Myrddion wrapped one hand round Eddius’s mouth to shut off the rambling, betraying words that would have them all killed. Eddius’s face was blistered along the jaw and Myrddion’s free hand could feel burns along the right hand and lower arm, almost to the elbow. The widower had been careless with his own safety when he set the fortress alight.

‘How long have you been at Dinas Emrys?’ Myrddion whispered in his ear. ‘How long, Eddius?’

Eddius mumbled a response through the fingers of Myrddion’s hand, but the words were muffled and the healer eventually released his hold on the older man’s mouth.

‘It was easy. Too easy. I’ve been here for over a month, working in the village to cover my presence. Vortigern’s no fool, but he’s contemptuous of ordinary men. He never even noticed that I was a stranger within his fortress.’ Eddius hiccuped with shock, and then began to weep.

‘Finn! Finn!
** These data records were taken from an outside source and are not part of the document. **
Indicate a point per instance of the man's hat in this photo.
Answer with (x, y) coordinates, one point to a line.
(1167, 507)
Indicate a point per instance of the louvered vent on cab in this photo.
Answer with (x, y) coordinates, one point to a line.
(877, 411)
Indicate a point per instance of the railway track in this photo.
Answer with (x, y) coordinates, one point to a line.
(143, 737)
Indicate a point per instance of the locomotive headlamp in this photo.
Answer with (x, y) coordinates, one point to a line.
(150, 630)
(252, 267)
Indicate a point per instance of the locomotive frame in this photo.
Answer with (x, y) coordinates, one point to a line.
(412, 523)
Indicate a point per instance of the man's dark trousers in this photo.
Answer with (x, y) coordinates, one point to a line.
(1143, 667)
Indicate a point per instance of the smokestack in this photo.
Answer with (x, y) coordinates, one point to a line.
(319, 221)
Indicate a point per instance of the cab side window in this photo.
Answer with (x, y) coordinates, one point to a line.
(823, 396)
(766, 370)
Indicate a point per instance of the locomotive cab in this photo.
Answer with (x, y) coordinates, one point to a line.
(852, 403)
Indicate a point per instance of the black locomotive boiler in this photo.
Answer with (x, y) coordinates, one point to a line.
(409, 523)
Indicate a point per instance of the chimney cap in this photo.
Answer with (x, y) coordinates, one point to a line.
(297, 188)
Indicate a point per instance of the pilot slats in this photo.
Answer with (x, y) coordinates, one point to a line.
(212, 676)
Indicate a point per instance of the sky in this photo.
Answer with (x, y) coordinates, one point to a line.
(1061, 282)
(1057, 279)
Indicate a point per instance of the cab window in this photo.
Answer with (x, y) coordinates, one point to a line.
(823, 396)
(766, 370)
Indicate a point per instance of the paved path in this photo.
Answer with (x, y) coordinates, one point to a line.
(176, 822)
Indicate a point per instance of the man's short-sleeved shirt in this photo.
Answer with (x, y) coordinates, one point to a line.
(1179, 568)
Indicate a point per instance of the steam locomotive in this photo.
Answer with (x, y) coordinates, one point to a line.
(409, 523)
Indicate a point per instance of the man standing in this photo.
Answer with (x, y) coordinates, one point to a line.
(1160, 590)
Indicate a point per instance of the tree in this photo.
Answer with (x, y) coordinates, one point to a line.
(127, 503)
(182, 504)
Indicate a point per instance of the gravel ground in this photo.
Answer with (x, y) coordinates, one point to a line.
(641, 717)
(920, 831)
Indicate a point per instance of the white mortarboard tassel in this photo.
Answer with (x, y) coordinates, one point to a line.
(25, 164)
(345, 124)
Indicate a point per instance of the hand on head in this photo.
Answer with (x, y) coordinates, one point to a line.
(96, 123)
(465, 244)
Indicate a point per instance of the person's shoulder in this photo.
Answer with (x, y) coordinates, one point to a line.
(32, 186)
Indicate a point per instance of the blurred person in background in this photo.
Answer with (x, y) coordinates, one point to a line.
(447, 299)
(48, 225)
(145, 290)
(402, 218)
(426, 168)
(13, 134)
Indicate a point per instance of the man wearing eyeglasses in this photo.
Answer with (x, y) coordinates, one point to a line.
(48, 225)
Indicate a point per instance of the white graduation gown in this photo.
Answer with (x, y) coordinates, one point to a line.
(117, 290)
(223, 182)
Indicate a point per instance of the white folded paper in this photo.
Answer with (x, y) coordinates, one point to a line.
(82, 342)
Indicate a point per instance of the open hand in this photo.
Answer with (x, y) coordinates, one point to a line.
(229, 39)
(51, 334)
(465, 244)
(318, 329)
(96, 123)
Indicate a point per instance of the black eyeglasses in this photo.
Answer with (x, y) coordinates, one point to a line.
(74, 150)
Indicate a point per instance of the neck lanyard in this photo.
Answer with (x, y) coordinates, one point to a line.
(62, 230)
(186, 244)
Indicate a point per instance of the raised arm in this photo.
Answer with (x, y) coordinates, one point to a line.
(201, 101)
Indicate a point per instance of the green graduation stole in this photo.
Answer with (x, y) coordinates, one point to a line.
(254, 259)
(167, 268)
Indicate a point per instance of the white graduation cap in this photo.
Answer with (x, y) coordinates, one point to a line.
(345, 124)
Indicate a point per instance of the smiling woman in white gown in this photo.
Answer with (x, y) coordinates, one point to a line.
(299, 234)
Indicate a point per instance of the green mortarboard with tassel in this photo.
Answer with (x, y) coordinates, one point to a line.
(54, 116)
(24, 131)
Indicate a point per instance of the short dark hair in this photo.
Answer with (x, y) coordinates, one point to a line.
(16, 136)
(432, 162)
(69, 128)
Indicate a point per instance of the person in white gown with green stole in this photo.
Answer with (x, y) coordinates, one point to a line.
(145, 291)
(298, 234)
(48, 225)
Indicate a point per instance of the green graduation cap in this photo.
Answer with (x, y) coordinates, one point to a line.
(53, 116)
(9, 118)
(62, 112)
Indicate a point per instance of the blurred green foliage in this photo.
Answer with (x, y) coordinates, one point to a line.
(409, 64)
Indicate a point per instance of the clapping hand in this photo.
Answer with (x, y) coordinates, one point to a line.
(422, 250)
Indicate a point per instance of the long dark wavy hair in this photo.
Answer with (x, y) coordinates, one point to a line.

I need you, Finn!’ Myrddion called through the thick smoke as he forced Eddius to move on unsteady legs towards the open door and the clean air. Finn appeared out of a press of milling warriors, and Myrddion pulled his assistant closer to ensure that no others overheard his words.

‘Take this man to the wains, dress his burns and give him poppy juice,’ Myrddion hissed into the ears of his assistant. ‘Sufficient poppy juice to induce unconsciousness. Hear me? Then cover him with blankets so his face is concealed – but shut him up! He’s my kinsman and he’s set on some crazy, suicidal mission of revenge against Vortigern. He must be saved, for the sake of his children.’

Finn led the weeping man away to the safety of the wagons, while Myrddion began issuing orders to rescue those whose lives could still be saved.

‘Open all the doors and evacuate the building. Get everybody out, or they’ll die from the smoke and the flames.’

The rear door to the hall was opened to allow the warriors to reach the king’s apartments. A huge gout of smoke billowed out and the warriors reeled away, coughing and choking. Overhead, the lightning from the storm lit the sky and the flagging began to tremble as rolls of thunder shook the mountains with paroxysms of noise.

From somewhere in the hell of fire and smoke, a hoarse voice yelled in sudden pain.

‘To me!’ the voice roared. ‘To me! To me!’

Myrddion could see that sheets of flame were following the smoke along the main timbers of the roof, fed by the new supply of oxygen that was sucked into the inferno through the opened doors. As the fire began to spread along the corridor and the interior walls, the voice beyond the maelstrom of fire was stilled, while the flames began to lick eagerly along the roof of the hall like some ravening, hungry beast. Myrddion assessed the situation with a quick upward glance and abandoned Vortigern to his fate.